Sadly at that moment I knew I was not going to get back to sleep, so I got up and wander around. I was feeling awful, but not hung over. So after walking around and taking stupid pictures with the free camera the hotel gave me for joining their members club. I went back to my room where my buddies were still crashed out and some shorts and went and worked out. Got on the bike and peddled around trying to figure out how in the hell am I standing, and why am I this wide awake. But going to gym and sitting the sauna was worth it, I felt so much better when I was done. The next night I thought I would have crashed and burned, yet some how I made to 3:00 AM and could have stayed up longer, but thankfully thought better of it. So when I got to sleep around 3:30 AM I thought I would be able to get some sleep. Hopefully wake up before check out. Thankfully I did, I woke up 3 and half hours before checkout, which was at 11 AM. Again I was up and at it. This time I again walked around, lost money at Ceaser’s took more photos, and got breakfast. When I was done with that it was about 9:00 AM so I decided to gamble just a little bit which leads me to

How did Boski make out gambling – Well this trip gambling wise was a huge success in that minus the room and gas I made some money. I had a couple of bad session, including my first where I nearly lost my wallet. We had just checked in we just sit down and I play a hand of blackjack and someone taps me on the shoulder and hands me my wallet. This had happened to me before. Nothing sucks up trip fun like your wallet/money being lost just as arrive. The secret, craps. I love this game and it seems to be the only one I have any success. Well as much success as should expect. My last two times at the tables it really helped in making the trip a success. First the Barbary Coast saved me and got me about $100 back from my other losses. Then during my early morning wandering Sunday I turned $200 into $560. It was freaking sweet. It was a great way to end the trip.

So shortly after cashing out, it was time for the circus to fold up the tent and head home. We gasses up, and headed back home. Where I nearly started a riot, okay I didn’t but I thought about it at Stateline. My buddies were grabbing something at the McD’s. I just wanted something cool and soothing. Hey it was March 18th so maybe I will score one of those Shamrock Shakes.

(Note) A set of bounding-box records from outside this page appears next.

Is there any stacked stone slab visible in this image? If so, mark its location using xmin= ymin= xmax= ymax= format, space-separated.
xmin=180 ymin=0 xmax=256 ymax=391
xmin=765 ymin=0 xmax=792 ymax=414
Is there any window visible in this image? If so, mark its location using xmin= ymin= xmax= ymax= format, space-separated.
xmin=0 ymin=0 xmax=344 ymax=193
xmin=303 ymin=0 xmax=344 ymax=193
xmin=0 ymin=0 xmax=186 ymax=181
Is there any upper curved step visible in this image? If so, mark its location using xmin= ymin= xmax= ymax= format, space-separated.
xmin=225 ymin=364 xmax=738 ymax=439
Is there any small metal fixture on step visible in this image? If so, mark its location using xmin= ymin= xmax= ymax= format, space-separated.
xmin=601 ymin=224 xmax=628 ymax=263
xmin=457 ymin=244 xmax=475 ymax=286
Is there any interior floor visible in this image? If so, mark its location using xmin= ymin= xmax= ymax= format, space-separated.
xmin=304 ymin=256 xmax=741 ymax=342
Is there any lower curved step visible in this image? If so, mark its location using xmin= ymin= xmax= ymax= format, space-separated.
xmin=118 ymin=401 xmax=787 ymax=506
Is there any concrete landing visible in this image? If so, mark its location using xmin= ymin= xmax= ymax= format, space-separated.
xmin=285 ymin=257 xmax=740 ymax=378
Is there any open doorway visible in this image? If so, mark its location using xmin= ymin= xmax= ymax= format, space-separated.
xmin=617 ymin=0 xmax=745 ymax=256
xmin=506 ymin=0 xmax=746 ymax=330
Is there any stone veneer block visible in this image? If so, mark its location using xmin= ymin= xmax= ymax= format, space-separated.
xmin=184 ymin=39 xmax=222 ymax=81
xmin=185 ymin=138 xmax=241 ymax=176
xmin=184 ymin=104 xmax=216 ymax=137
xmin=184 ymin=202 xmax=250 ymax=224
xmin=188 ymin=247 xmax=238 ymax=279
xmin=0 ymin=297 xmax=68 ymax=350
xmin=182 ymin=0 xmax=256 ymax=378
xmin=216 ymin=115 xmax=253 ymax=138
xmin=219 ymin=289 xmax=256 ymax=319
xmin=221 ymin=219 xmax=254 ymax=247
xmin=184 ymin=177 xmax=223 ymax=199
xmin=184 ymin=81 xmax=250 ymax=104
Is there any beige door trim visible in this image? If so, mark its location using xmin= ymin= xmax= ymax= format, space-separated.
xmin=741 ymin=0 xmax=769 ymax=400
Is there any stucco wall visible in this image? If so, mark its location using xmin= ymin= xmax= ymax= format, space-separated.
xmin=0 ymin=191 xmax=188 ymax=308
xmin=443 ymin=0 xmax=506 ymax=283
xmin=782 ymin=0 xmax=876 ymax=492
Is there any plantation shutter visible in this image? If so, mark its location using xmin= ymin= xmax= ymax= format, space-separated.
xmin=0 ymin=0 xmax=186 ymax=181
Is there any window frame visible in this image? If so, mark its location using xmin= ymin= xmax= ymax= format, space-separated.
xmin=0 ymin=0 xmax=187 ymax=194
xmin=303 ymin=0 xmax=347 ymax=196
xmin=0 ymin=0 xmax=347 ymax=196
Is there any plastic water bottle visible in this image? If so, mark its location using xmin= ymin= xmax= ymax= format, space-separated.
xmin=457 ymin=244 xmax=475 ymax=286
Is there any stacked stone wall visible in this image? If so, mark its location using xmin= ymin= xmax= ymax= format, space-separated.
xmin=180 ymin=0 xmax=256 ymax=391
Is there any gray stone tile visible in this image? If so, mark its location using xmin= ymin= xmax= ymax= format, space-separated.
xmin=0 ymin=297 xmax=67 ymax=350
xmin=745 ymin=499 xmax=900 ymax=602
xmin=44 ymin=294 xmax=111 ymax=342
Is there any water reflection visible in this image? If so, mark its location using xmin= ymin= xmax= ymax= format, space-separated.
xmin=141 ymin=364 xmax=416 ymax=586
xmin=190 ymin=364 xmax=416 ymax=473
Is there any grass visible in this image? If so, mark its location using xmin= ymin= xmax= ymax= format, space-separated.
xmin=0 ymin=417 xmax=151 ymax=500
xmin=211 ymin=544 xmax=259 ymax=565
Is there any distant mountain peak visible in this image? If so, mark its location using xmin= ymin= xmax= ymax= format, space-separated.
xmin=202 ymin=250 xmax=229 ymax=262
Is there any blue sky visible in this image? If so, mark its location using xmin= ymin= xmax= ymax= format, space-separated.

You know what they told me, “Sir we don’t have those”. Seriously, as soon as St. Pat’s day passes let us sweep Paddy under the rug where he can sleep off his bender. No damn it, I say, give the people the Shamrock Shake for the whole month of March. Why did they have to do that? I think they may have perpetrated a hate crime on me. McDonalds you have not heard the last of me Seamus X!

Oh where was I. A great trip was ending and I had a fantastic time minus the hours lost drafting. I hope we can do it again next season. Late Sunday afternoon, I was back in the 714 and was happy to be at home and with the Better Half.

Today is Wednesday and I am still lagging a little bit from the tip, but it only took me a day to start thinking about getting back toVegas. You do not have to tell me, I know I have a problem.

This shoddy travel piece has ended, now go in peace.